リカルドはすこしの間ためらったが、やがて頭を下げた格好で横に移動し、片膝をついた姿勢に戻った。
いまや女帝とレダの間には、なんの障壁もない。
見下ろし、見上げる、切れるような緊張が、サヴァンの胸を突いた。
とたんに、さっと女帝の腕がレダにむけられ、ドン! という轟音と爆風があがった。
今度はリカルドもかばう間がなかった。
あまりにことに、サヴァンは息が止まりそうになった。
まずい、全力で守らなければ。だれを? もちろん、いまは皇帝のほうを、だ。
仁王立ちのレダの顔からは、いつもの笑みが消えていた。皇帝の攻撃をまともに受けたにもかかわらず、表情以外はまったく変わらない。スカートと詰襟の礼服も、汚れひとつない。皇帝が力を加減したこともあるだろう。でもそれ以上に、レダの力によるところが大きい。
「レダ・リュッケとやら」
やがて、女帝の声が響いた。
「そなた、ただの道化ではないな。なぜ、わらわを挑発する」
「道化とはよくいった」
そのレダの声に、サヴァンは驚いて、思わず目を見開いた。ふだんとはまったくちがう、圧倒的な気迫と威厳が、そこにはこめられていた。リカルドもハッとした顔をレダにむけている。
「化けるは、わが筋道。われはその途上にあり」
レダの声がつづく。
「しこうしてわれ、下人の息かかるをいさぎよしとせず。されば卑賤の汝、とこしえの安らぎとなりて、わが門をくぐるがよい」
なにが起ころうとしているのか、サヴァンにはわからなかった。ただ、なにかとんでもないことが起ころうとしているのははっきりしていた。

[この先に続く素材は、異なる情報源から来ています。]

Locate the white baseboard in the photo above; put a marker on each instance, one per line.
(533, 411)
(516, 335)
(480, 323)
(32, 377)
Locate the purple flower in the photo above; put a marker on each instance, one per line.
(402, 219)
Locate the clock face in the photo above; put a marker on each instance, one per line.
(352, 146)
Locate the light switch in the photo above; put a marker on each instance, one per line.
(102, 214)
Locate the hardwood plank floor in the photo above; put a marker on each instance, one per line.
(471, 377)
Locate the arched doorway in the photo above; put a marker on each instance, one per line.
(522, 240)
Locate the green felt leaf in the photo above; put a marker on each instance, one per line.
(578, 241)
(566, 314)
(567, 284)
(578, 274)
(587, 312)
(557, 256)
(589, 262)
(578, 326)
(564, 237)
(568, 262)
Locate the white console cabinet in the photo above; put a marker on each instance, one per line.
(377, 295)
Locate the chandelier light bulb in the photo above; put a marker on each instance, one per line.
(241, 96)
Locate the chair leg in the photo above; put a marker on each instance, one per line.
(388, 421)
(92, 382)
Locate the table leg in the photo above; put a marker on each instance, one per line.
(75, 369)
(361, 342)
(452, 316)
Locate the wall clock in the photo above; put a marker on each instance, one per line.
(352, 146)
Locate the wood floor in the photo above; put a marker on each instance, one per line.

すでに、レダは髪を逆立て、その気迫は真空のようにとぎすまされ、広がりつつあり、周囲の淫蕩にふける男女たちの気を失わせている。
女帝はさすがになおも威厳をたもっていたが、顔に細かいけいれんが走っている。
サヴァンはもちろん、リカルドすら、身体を動かせない。
それほど、レダ・リュッケの気迫は圧倒的だった。
サヴァンは驚愕を越えて、どこか遠い心で、レダの、肩を怒らせた立ち姿を見つめるしかなかった。
──音の破裂を聞く
サヴァンの横で、声がした。
──止むことのない、解放の旋律
そこには、立ちあがったリディアのすがたがあった。その顔は、どこかうつろだった。
リディアの腕が前に伸び、スッと横に動かされた。
「ゴスペル」
バアン! と、壮絶な衝撃が広間全体に渡り、ひしめいていた裸の者たちが、全員押しつぶされるように昏倒した。
その場で気を失わないでいるのは、サヴァン、リディア、レダ、リカルド、そしてかろうじて女帝リリィ・エントールの五人だけとなった。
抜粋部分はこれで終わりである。